Ce n'est que maintenant que je suis secoué par la réalisation de ce que ces mots voulaient dire.

Je t'aime.

Adieu.

La dernière fois qu'il m'a dit qu'il m'aime avec tant de souffrance dans la voix, il savait qu'il allait mourir. Ma gorge se noue en repensant à ce que j'ai ressenti quand on m'a effectivement annoncé son décès.

Non... je refuse de revivre ça.

Je secoue la tête et redonne le casque à Adam.

— Je dois aller le sauver, dis-je, les larmes aux yeux.

— Non Heidi. Il a été très clair, je dois veiller sur toi et on doit sauver ma mère. Dépêche-toi !

Je suis sur le point de revenir à la raison et de lui obéir, d'obéir à Leonardo. Mais sa voix résonne encore en moi.

« Moi tu m'as terriblement manquée, Pinocchio »

Je secoue de nouveau la tête.

— Je peux pas... toi vas-y. Moi je vais aller sauver Leo-

— Hei-

— JE N'AI PAS BESOIN QUE TU VEILLES SUR MOI ! J'ai arrêté d'avoir besoin de toi le jour où tu es partie sans me donner de nouvelles. Mais Leo, lui...

Je ne trouve pas les mots pour exprimer mon désarroi. Alors je le regarde dans les yeux.

— Tu m'as demandé de le choisir, de ne pas l'abandonner... alors, laisse-moi le faire. Fais-moi confiance.

Je vois bien qu'Adam n'est pas d'accord, ce n'est pas tout à fait ce qu'il entendait par là, mais lui aussi voit mon expression, ma détermination et bien vite, il renonce à me convaincre.
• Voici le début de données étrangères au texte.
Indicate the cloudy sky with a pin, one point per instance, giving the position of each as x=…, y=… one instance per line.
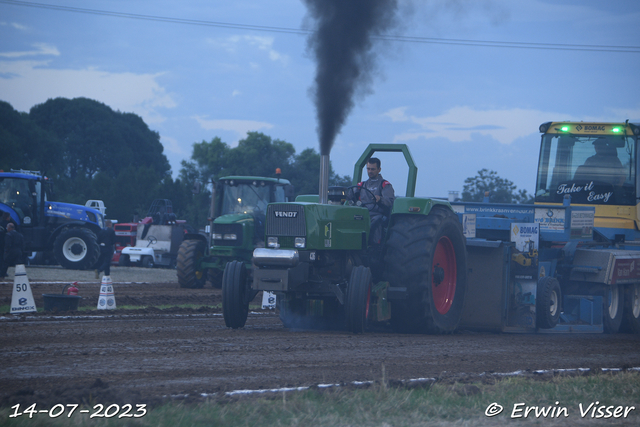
x=196, y=69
Il prend ma tête dans ses mains.

— D'accord. Je te fais confiance, dit-il, la voix vacillante. Je m'occupe de ma mère. Va sauver mon frère, s'il te plaît.

J'opine du chef. Il dépose un baiser sur mon front et démarre. Moi je retourne dans le bâtiment au moment même où les hommes qui redescendaient sortent de l'ascenseur. Ils me voient, me reconnaissent et se mettent à ma poursuite.

Je n'ai rien pour me défendre, c'est Adam qui a mon kit de crise. Alors ma seule option est de courir vers le parking sous-terrain où se trouve ma voiture. Je gagne du temps, l'accès y étant limité par carte d'accès.

Je monte à bord, démarre, ouvre la porte du garage à distance et sors du parking au moment où ils parviennent à défoncer la porte y menant.

Je fonce, consciente qu'ils seront bientôt à mes trousses et que l'heure tourne pour Leo. Je défonce toutes les limites de vitesse en parcourant la route menant à l'appartement où j'ai rejoint Leo à deux reprises depuis son retour. S'ils ont fait une attaque ciblée, c'est qu'ils l'y ont trouvé.

Je remercie intérieurement Leo de m'avoir partagé sa passion pour la F1 et les courses de vitesse, je maîtrise le véhicule comme s'il était une extension de mon propre corps : zigzaguant entre les voitures dans les voies étroites, effectuant des virages prononcés.

Une voiture de police se mets à ma poursuite, puis deux, mais je ne m'en embarrasse pas. Quand enfin j'arrive sur la rue où réside Leo et que je vois le double des berlines noires qui m'attendaient devant chez moi, mon cœur rate un battement.

— Non...

La peur que je sois venue trop tard me fait perdre ma concentration ainsi que le contrôle du volant. Je fais une collision frontale avec une voiture civile qui venait dans l'autre sens et ma voiture plus légère est projetée dans les airs avant de faire une dizaine de tonneaux et de terminer sa course contre un lampadaire. Ce dernier ne tient pas le choc et s'écroule sur mon véhicule, le broyant de tout son poids et me manquant de justesse.

Puis, enfin, le calme se fait dans l'habitacle déformé. Je suis totalement désorienté, du sang s'échappe de ma tête et j'ai plusieurs contusions et entailles sévères. Une douleur comme je n'en ai jamais ressenti me lance le long du corps, j'ai la tête qui tourne et du mal à respirer.

Je tente de bouger, mais n'y parviens pas. Mes muscles s'engourdissent et mes paupières s'alourdissent. Les sirènes de police me parviennent au loin. Je combat l'appel de ma mort en pensant à lui, à ma mission.

Je dois le sauver.

— Leo...

Mais malgré mes efforts, le monde s'éteint autour de moi et la froideur m'enveloppe.